FC: On a more personal level, I would like to ask you about your relationship with the Argentine race driver Fangio, who has been a big part of your life. What was the most important lesson you learned from him?
HP: Fangio is one of those people who have, directly or indirectly, influenced my life. Amongst these I would also count people like Einstein or Theresa of Calcutta, who I didn’t have the opportunity to meet personally but have greatly impacted my formation: what characterises them all is their dedication, curiosity and pronounced sensibility, which makes them humble and dedicated to the common good. Fangio was like this: he had been world champion of Formula 1 five times, yet he was even loved by his rivals. He was much more important as a human, rather than a champion. He was a very good person, simple and modest just like my father, who was a baker, not a scientist.
FC: What are the values that you seek and that move your company’s line forward every day?

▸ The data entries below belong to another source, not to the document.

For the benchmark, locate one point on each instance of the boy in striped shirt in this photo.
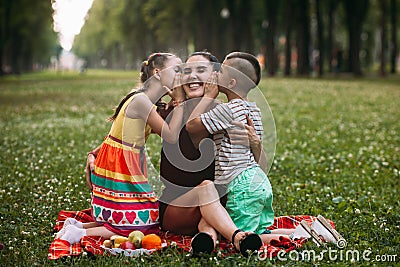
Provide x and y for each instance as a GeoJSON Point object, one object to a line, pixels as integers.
{"type": "Point", "coordinates": [249, 191]}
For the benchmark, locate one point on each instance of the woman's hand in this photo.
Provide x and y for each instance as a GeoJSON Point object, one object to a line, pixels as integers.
{"type": "Point", "coordinates": [244, 134]}
{"type": "Point", "coordinates": [211, 86]}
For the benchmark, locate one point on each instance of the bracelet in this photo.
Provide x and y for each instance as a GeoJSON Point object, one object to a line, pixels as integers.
{"type": "Point", "coordinates": [177, 103]}
{"type": "Point", "coordinates": [92, 153]}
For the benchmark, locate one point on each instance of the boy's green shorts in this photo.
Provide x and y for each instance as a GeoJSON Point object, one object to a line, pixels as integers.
{"type": "Point", "coordinates": [250, 201]}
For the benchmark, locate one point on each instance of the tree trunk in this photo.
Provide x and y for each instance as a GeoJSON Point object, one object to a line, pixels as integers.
{"type": "Point", "coordinates": [270, 54]}
{"type": "Point", "coordinates": [303, 38]}
{"type": "Point", "coordinates": [246, 26]}
{"type": "Point", "coordinates": [320, 39]}
{"type": "Point", "coordinates": [288, 30]}
{"type": "Point", "coordinates": [331, 28]}
{"type": "Point", "coordinates": [393, 46]}
{"type": "Point", "coordinates": [382, 69]}
{"type": "Point", "coordinates": [356, 11]}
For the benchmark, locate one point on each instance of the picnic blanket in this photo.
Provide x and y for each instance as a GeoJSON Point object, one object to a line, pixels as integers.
{"type": "Point", "coordinates": [92, 244]}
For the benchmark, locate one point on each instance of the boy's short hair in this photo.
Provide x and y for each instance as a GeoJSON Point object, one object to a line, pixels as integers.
{"type": "Point", "coordinates": [252, 60]}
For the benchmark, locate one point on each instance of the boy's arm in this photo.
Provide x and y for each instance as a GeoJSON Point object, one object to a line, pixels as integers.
{"type": "Point", "coordinates": [194, 124]}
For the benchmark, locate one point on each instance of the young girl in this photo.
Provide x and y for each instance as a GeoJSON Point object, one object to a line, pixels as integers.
{"type": "Point", "coordinates": [122, 198]}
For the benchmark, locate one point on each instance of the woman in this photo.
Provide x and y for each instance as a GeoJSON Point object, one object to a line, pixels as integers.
{"type": "Point", "coordinates": [122, 199]}
{"type": "Point", "coordinates": [189, 192]}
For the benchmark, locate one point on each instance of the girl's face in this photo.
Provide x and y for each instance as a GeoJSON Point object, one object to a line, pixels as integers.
{"type": "Point", "coordinates": [167, 74]}
{"type": "Point", "coordinates": [196, 72]}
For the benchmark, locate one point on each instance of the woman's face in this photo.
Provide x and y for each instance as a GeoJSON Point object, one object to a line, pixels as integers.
{"type": "Point", "coordinates": [196, 72]}
{"type": "Point", "coordinates": [172, 66]}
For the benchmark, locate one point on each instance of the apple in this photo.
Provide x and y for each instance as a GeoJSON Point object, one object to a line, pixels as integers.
{"type": "Point", "coordinates": [127, 245]}
{"type": "Point", "coordinates": [136, 238]}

HP: As I mentioned earlier, we have the Leonardesque aspiration of bringing art and science together, we try to make the clients our main employer, and we wish to keep rigorously following these values which have so far determined the success of our work. We use the word ‘colleague’, as we do not like creating hierarchies within our occupation. As you may know, the Italian or Argentinian mentality is quite egocentric, which doesn’t promote collaborative teamwork. The German work ethos is much stronger and consistent than the Italian, simply because they are better at working together. If there is not a collective change in the way we work, we will not go far. Additionally, we should learn to respect and venerate our history: as ours is extraordinary, we must listen to this through the elders and those who have lived and suffered. We must always remember that even the mountains come to an end: we must cultivate what has come before us.